Calcitonin stimulates calcium transport in distal convoluted tubule cells.

Calcitonin increases Ca2+ absorption by renal distal tubules. The mechanism underlying this action is not known. Calcitonin effects on Ca2+ uptake, intracellular Ca2+ activity, and membrane voltage were determined in transformed mouse distal convoluted tubule (DCT) cells. Intracellular Ca2+, measured in single cells grown on cover slips and loaded with fura-2, averaged 102 nM. Maximal increases of intracellular Ca2+ to 312 nM were elicited by 1 nM calcitonin. Calcitonin stimulated 45Ca2+ influx by 45% from control rates of 2.8 nmol.min-1 x mg protein-1. Membrane voltage was measured in single cells loaded with the voltage-sensitive dye 3,3'-dihexyloxacarbocyanine iodide. Resting membrane voltage averaged 69 mV. Calcitonin maximally hyperpolarized cells by 18 mV. The Cl- channel blocker, 5-nitro-2-(3-phenylpropylamino)benzoic acid, abolished calcitonin-induced membrane hyperpolarization and Ca2+ influx. Calcitonin increased halide ion permeability, estimated from the rate of 125I- efflux, by 160%. The Ca2+ channel blocker nifedipine abolished calcitonin-stimulated 45Ca2+ uptake and the increase of intracellular Ca2+. Combined exposure to calcitonin and parathyroid hormone (PTH) had no additional effect on 45Ca2+ influx or intracellular Ca2+. In contrast to the long latency (8 min) before onset of PTH effects, calcitonin increased 45Ca2+ uptake and intracellular Ca2+ concentration within 2 min.
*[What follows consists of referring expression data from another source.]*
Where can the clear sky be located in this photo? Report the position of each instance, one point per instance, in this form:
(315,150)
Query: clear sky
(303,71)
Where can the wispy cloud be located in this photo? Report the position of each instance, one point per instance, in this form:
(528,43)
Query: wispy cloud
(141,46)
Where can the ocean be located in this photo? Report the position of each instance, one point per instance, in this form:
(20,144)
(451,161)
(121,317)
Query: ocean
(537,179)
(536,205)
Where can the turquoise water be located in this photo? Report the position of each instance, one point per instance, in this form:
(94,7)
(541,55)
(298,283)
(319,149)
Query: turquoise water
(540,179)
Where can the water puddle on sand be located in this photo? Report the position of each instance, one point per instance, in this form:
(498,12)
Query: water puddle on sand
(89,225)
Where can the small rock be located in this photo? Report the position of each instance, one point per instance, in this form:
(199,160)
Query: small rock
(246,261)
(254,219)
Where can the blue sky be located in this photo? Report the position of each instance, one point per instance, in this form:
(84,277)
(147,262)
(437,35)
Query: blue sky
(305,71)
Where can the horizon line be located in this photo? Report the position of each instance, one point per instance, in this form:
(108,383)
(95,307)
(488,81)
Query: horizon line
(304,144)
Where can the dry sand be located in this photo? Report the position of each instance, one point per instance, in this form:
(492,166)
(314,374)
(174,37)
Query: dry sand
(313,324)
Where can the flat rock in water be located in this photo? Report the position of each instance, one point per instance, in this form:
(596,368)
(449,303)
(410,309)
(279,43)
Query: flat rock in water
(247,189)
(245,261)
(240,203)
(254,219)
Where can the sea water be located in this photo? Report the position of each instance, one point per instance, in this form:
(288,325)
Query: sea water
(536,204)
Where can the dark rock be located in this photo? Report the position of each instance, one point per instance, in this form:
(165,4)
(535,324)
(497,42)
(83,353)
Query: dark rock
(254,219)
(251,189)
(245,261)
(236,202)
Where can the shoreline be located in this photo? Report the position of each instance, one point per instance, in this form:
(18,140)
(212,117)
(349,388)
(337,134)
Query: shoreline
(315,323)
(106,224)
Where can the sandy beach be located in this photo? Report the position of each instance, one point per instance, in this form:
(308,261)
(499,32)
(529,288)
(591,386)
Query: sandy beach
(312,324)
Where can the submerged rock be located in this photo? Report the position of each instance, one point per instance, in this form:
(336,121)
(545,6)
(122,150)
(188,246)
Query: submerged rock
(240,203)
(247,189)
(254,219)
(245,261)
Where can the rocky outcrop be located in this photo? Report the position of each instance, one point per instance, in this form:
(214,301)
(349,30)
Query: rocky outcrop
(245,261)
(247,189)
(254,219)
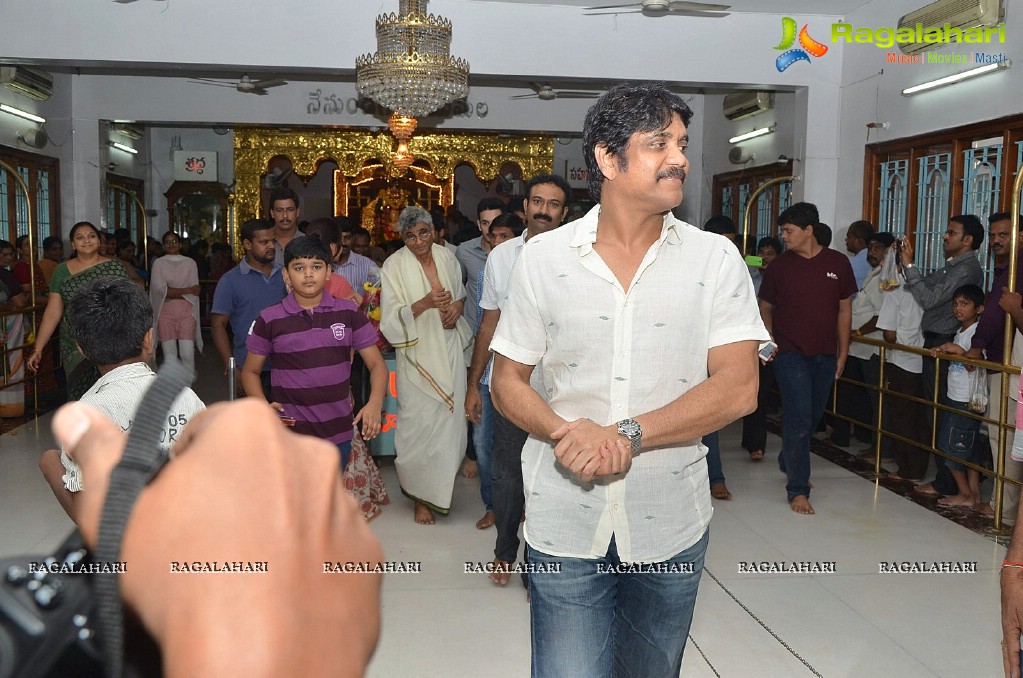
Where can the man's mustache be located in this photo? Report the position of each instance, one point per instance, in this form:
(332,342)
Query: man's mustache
(673,173)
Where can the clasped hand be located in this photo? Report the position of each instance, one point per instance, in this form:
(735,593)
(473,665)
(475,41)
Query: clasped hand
(590,451)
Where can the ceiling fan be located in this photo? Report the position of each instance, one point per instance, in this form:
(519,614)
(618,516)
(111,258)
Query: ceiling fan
(662,7)
(545,92)
(246,85)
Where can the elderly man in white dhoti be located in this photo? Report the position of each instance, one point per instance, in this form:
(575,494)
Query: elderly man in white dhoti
(421,301)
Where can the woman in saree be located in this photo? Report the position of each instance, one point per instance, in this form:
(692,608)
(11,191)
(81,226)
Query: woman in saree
(174,295)
(69,277)
(44,389)
(421,300)
(12,298)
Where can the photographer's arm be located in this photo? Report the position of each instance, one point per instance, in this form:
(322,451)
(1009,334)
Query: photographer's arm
(283,505)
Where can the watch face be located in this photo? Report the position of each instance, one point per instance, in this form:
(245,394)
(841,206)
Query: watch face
(629,428)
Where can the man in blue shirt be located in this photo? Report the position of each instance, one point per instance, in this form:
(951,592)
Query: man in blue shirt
(243,291)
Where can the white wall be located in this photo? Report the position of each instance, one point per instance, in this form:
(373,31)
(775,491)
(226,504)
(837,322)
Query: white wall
(563,43)
(872,92)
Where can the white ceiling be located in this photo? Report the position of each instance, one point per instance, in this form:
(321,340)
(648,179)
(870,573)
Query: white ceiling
(791,7)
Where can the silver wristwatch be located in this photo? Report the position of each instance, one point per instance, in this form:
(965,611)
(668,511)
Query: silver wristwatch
(631,430)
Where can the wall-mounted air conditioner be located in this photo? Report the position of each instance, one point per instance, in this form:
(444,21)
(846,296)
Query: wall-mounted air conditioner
(745,104)
(30,82)
(961,14)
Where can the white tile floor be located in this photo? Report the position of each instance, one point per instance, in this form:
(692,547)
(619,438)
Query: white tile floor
(854,623)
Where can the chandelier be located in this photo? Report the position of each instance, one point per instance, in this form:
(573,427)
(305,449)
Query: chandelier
(412,72)
(401,160)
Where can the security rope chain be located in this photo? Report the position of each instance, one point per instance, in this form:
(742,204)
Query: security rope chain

Blockade of protein synthesis with cycloheximide inhibited Ca2+ uptake induced by PTH but not that stimulated by calcitonin. We conclude that calcitonin increases Cl- conductance in DCT cells, resulting in membrane hyperpolarization and activation of Ca2+ entry through dihydropyridine-sensitive Ca2+ channels. The shorter onset of calcitonin action compared with PTH may reflect differences in the signaling mechanisms between the two hormones.